Objectives
This study aimed to develop and implement robotic process automation (RPA) for identifying missing codes during insurance claim post-review at a tertiary hospital and to evaluate its feasibility and effectiveness
Methods
As a single-centre, operational implementation, an RPA system integrated with optical character recognition (OCR) and electronic medical record (EMR) platforms was developed using Blue Prism. The system compared 532 surgical procedure codes with 21 cutting device codes, automatically flagging discrepancies. Accuracy and efficiency were compared with manual review.
Results
Between 1 and 31 May 2025, the RPA system analysed 61 claim statements and performed 199 OCR processes. The Google Cloud Vision API (application programming interface) achieved 100% detection accuracy without false positives, while Tesseract yielded lower accuracy. The RPA reduced average processing time from 120 (manual review) to 54 min, representing a 55% efficiency gain.
Discussion
RPA reliably automated repetitive, rule-based administrative tasks, improving accuracy and standardisation of insurance claim audits.
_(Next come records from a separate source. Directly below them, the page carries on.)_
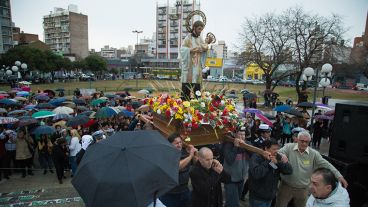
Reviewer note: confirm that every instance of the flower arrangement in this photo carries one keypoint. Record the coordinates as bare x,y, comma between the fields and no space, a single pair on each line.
205,108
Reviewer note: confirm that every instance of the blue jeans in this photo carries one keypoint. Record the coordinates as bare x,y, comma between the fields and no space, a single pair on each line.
258,203
176,199
233,193
73,163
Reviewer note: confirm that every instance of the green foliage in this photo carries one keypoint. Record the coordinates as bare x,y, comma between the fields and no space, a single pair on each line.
95,63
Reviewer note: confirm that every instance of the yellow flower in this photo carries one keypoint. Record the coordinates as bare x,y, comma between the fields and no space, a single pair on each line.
186,104
179,116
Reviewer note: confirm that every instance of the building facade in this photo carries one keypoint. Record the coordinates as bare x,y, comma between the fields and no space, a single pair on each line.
66,32
6,36
170,27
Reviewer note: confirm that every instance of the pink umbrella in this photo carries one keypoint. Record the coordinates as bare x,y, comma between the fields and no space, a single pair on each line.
264,119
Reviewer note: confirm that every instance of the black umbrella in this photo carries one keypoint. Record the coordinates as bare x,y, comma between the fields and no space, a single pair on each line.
44,106
306,105
77,120
249,95
293,112
128,169
44,130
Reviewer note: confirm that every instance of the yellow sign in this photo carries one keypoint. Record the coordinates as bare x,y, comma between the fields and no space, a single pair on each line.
214,62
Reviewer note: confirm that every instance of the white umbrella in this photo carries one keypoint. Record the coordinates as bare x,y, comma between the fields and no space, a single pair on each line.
63,110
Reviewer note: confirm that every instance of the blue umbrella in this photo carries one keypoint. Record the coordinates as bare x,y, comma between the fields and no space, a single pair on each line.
43,130
126,113
57,101
23,93
282,108
61,116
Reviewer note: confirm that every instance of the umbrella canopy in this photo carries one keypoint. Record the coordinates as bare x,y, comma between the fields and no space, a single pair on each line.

Secure system architecture ensured compliance with healthcare data protection standards. User-centred development and integration with EMR demonstrated feasibility in complex healthcare workflows.
Conclusion
Implementing RPA for insurance claim post-review significantly enhanced efficiency and accuracy, reduced administrative workload and provided a scalable model for digital transformation in healthcare administration.